As discussions resumed, Democrats insisted they weren’t willing to make a deal until Republicans submitted a full counter offer, showing how much they would be willing to spend at each federal agency. Republicans, meanwhile, said they first wanted Democrats to remove what they view as “poison pills” — proposals that the GOP cannot accept under any circumstances.
The list of nonstarters among Republicans is vast, including some of Democrats’ most prized priorities. The top GOP appropriator, Sen. Richard C. Shelby (R-Ala.), sketched out the objections in a public statement last fall — blasting Democrats for proposing too much on domestic programs and too little on defense.
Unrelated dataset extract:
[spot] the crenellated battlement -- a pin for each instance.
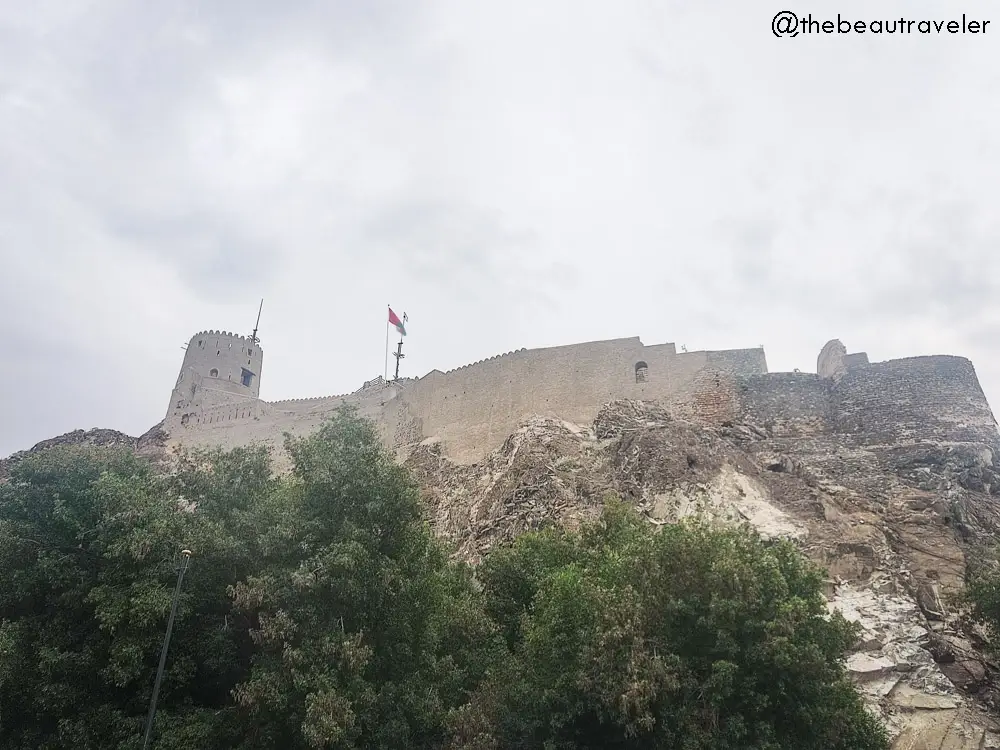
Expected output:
(472, 408)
Liberal-leaning Democrats had been most vocal in arguing under Biden that the federal government should shift more money toward areas such as education, which were capped under a controversial deficit-reduction law for a decade.
Shelby’s list also took aim at a number of Democrats’ proposals on immigration and climate change. He faulted the president’s attempts to amp up funding at the Internal Revenue Service, even though the agency in recent days has warned it cannot keep pace with tax filings this year. And the GOP senator spoke at the time on behalf of Republicans in refusing to scrap the Hyde Amendment, which Democrats have tried to undo because it blocks federal funding for abortion services.
Speaking to reporters earlier this week, Shelby acknowledged lawmakers are “not there yet” on the sort of deal that has eluded them for nearly a year. Exiting the Thursday gathering, though, his office sounded a more optimistic tone — echoing his Democratic counterparts’ optimism that they could still strike a compromise.
“We look forward to further conversations in the coming days, with the shared goal of finishing our work by the February 18 government funding deadline,” added DeLauro and her Senate counterpart, Sen. Patrick J. Leahy (D-Vt.), in their own joint statement.
Adding to the flash points are renewed talks about additional coronavirus aid. Addressing the topic at his weekly news conference, House Majority Leader Steny H. Hoyer (D-Md.) said he expected “substantial sums to be requested to deal with and confront and try to contend with the coronavirus that has afflicted us now for almost two years.”
The White House has maintained publicly it has all the money it needs to address the pandemic and safeguard the country’s economic recovery, pointing to the passage of the roughly $1.9 trillion American Rescue Plan last spring. That includes billions in unspent assistance set aside for hospitals and other public health providers, for example, and sizable sums allocated to cities and states to use as they see fit.
Privately, though, the Biden administration has also been working on a proposal that could commit further aid toward boosting hospitals, manufacturing more rapid tests and distributing inoculations, sources previously told The Washington Post.
For some Democrats, the chief concern is global vaccine distribution. More than 80 party lawmakers signed on to a letter in December calling for at least $17 billion to help other countries access the two-shot regimen, which could help reduce the emergence of new variants. Some of the Democrats, including Rep. Pramila Jayapal (D-Wash.), had previously unveiled a bill that requested $34 billion to that end.
But Republicans have grown critical about the renewed calls for coronavirus aid, questioning whether such spending is necessary. Last week, for example, GOP Sens. Roy Blunt (Mo.) and Richard Burr (N.C.) called on the Biden administration to detail how it spent roughly $82 billion in money set aside for testing, given the fact Americans continue to struggle to obtain access to diagnostic tools as omicron sweeps the nation.
Jeff Stein contributed to this story.